Post-traumatic stress disorder (PTSD) is a form of anxiety disorder triggered by a traumatic event. It can lead to nightmares, flashbacks, and irrational displays of fear and/or irritability in certain situations. For example, someone who was in a near-death car accident may have nightmares and flashbacks of the event and may avoid driving or even traveling by road. Another example is veterans, who, unsurprisingly, are at high risk for developing PTSD due to the nature of their work. Vets suffering can get help with therapy by fighting for their benefits with the help of Veterans Disability lawyers like those at StoneRoseLaw.com.
PTSD can be seriously debilitating and often requires professional treatment to overcome. There are many different forms of therapy worth trying, such as rapid resolution therapy. An important part of overcoming trauma is learning to confront it in a healthy way.
Obsessive compulsive disorder (OCD) is a form of anxiety disorder in which a person develops repeated unwanted thoughts and urges. This often leads to repetitive habits and rituals that the person cannot control such as excessively cleaning one’s hands or repeatedly checking that a door is locked.
People with OCD may avoid certain situations or waste large amounts of time undertaking rituals, which can ultimately affect life goals and relationships. Various forms of therapy and medication can be used to treat OCD.
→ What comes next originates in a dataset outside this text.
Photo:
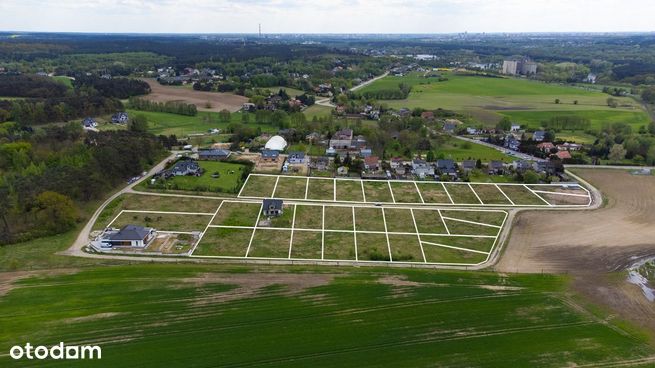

Generalized anxiety disorder (GAD) can result in people excessively worrying about situations, often assuming that the worst will happen. Someone with GAD may constantly worry about minor situations like running late or may excessively worry about their health or the health of a loved one. It can be similar to OCD but the person does not undertake repetitive rituals to relieve this anxiety. Instead, a person can let these feelings build up and become more severe.
Like other forms of anxiety mentioned above, GAD can cause people to avoid certain situations or waste time taking necessary precautions. If you feel that you may suffer from GAD, it could be worth seeking out therapy. Medication may also be able to help relieve this form of anxiety.
Anxiety manifests itself in many different forms and while the above list is just a guide, there are other types of anxiety disorders to look out for. So, if you’re feeling higher than “your normal” levels of anxiety, then it may be time to consider visiting your doctor for a diagnosis. And remember, anxiety can make you feel alone, but you’re not alone. Tell someone how you’re feeling and seek support.